Are you suggesting a different path?

My answer is a continuous process of innovation in the production cycle and investment in new advanced technologies and, of course, in quality employees. We must not forget them because even the most advanced technology cannot do without passionate people who are not afraid to take risks in new and unprecedented ways. We are facing an intergenerational renewal as the average age of the technical workforce is constantly increasing. Yet technical schools, apprenticeships, and universities have the opportunity to offer precisely what many of today's companies in the industry so desperately lack. That is, skilled technicians who are open to new approaches, think critically, and are interdisciplinary, including in the field of IT.

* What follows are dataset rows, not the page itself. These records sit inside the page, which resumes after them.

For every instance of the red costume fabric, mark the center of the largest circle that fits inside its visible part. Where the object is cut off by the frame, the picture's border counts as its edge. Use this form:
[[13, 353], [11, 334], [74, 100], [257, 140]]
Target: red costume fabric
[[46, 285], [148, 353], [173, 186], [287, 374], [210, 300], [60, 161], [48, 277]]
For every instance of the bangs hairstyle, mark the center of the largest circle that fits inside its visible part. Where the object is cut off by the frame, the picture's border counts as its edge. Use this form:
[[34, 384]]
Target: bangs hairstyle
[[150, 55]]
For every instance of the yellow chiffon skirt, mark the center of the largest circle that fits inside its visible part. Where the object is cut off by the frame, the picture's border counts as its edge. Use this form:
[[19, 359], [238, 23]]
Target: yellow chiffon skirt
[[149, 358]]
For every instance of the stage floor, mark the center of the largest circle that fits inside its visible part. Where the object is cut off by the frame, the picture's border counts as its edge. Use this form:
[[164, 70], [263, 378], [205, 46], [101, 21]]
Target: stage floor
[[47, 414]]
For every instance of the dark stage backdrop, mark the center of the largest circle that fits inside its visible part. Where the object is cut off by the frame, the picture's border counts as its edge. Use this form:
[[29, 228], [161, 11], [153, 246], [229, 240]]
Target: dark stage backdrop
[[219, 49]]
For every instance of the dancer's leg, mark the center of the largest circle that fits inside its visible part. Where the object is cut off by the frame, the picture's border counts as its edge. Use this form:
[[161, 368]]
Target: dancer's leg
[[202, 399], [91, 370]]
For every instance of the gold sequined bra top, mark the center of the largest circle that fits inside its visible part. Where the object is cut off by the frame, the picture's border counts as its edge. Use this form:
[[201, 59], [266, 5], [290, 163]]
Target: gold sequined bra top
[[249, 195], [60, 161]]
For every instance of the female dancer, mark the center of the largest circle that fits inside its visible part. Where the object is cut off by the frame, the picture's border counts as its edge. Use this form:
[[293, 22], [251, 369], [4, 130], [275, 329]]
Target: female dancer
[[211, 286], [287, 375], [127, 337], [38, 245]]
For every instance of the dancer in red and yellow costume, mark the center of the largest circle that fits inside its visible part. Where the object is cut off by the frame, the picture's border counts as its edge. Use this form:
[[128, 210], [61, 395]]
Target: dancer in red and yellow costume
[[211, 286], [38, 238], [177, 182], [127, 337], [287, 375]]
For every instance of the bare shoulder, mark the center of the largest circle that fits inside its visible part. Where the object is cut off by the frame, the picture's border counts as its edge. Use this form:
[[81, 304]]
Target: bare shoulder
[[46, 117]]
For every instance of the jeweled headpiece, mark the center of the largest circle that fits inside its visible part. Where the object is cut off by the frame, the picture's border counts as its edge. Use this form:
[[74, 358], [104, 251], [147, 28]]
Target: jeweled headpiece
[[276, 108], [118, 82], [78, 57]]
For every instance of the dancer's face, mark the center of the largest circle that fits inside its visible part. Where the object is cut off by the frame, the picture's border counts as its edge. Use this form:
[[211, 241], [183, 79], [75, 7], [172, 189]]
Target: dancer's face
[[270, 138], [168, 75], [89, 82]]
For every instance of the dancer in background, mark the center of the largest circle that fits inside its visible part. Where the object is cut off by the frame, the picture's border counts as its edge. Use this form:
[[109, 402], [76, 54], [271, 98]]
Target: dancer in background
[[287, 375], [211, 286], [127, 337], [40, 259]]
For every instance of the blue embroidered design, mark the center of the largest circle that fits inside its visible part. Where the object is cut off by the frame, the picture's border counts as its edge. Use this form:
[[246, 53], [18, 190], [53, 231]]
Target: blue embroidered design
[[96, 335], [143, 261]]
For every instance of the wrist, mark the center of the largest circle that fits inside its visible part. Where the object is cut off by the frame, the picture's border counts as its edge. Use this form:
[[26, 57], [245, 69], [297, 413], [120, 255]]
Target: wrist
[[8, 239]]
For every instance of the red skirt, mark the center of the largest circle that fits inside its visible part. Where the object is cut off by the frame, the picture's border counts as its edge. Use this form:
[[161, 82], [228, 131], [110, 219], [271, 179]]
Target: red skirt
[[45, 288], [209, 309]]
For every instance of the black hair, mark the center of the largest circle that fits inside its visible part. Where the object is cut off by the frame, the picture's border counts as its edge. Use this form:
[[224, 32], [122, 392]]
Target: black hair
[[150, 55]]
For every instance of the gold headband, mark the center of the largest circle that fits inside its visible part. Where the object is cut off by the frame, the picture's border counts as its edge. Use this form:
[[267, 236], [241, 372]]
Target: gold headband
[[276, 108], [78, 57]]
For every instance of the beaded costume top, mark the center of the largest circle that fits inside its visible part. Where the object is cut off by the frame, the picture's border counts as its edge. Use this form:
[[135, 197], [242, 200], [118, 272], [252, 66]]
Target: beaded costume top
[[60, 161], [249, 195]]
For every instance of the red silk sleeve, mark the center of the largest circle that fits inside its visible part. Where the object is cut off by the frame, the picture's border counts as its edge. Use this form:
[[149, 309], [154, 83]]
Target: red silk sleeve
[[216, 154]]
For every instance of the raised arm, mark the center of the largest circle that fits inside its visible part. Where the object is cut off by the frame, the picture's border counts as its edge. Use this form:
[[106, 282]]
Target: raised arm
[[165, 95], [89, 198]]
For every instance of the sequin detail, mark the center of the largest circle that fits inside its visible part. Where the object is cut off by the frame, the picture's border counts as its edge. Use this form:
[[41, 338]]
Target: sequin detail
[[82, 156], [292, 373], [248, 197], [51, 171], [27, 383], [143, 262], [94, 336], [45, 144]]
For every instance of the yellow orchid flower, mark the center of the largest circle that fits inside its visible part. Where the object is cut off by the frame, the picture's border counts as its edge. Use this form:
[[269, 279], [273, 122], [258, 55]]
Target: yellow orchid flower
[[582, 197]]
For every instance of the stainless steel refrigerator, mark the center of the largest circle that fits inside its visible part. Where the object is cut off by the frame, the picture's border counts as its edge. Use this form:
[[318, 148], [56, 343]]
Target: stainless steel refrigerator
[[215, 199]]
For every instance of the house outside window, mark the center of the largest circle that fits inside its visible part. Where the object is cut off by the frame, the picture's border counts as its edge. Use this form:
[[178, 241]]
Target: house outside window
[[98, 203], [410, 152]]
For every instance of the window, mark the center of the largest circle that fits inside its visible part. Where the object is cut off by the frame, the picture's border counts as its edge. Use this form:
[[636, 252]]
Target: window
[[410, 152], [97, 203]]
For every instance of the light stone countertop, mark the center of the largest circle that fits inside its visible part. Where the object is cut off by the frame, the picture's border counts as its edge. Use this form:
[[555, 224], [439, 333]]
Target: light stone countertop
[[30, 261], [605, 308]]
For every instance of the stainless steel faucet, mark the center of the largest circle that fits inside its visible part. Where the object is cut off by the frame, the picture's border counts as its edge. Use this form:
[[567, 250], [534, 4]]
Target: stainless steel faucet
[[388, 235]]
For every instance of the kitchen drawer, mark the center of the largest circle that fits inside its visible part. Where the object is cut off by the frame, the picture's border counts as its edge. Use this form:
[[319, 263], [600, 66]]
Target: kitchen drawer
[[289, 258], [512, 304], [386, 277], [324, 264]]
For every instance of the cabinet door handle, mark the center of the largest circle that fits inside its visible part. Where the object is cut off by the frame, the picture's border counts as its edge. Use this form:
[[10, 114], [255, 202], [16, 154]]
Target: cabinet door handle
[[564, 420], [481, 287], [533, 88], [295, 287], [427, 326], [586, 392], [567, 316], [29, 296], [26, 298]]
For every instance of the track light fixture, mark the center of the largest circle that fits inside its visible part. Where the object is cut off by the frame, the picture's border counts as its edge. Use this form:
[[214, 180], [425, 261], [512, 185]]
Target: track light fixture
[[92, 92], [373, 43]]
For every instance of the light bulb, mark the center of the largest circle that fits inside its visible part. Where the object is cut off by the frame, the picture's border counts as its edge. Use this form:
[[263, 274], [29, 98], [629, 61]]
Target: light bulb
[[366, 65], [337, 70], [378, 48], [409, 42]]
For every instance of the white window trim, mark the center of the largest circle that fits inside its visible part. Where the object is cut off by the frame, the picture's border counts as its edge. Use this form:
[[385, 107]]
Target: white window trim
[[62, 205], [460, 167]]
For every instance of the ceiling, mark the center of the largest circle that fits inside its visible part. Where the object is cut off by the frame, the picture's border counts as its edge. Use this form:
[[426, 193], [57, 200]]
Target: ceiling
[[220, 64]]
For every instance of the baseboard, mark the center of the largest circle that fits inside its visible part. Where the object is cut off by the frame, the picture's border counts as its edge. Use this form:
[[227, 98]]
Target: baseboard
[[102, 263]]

Is all this already in place in any Czech plants? At what stage of digitalization is our industry now? When do you estimate, for example, that all the tools mentioned above will be standard for every company?

Of course, we do, and we are delighted and often organize expert seminars in these plants so that we can show our customers in practice what digital transformation can bring them. I would mention here, in particular, the so-called Digital Arena at the servo motor plant in Bad Neustadt, Germany. But our Czech motor plants in Mohelnice and Frenštát are also digitalization showcases.

When it comes to mass implantation data across industrial plants in the Czech Republic, it is much more complicated here. Behind every transformation, there must be a clear and long-term management vision, which is not to be discounted even after the obstacles that arise during implementation. And this is what I find completely lacking in most industrial companies, although there are, of course, exceptions. Being an optimist by the foundation, let's say, I expect mass deployment within two years. It is a question of the survival of our domestic industry.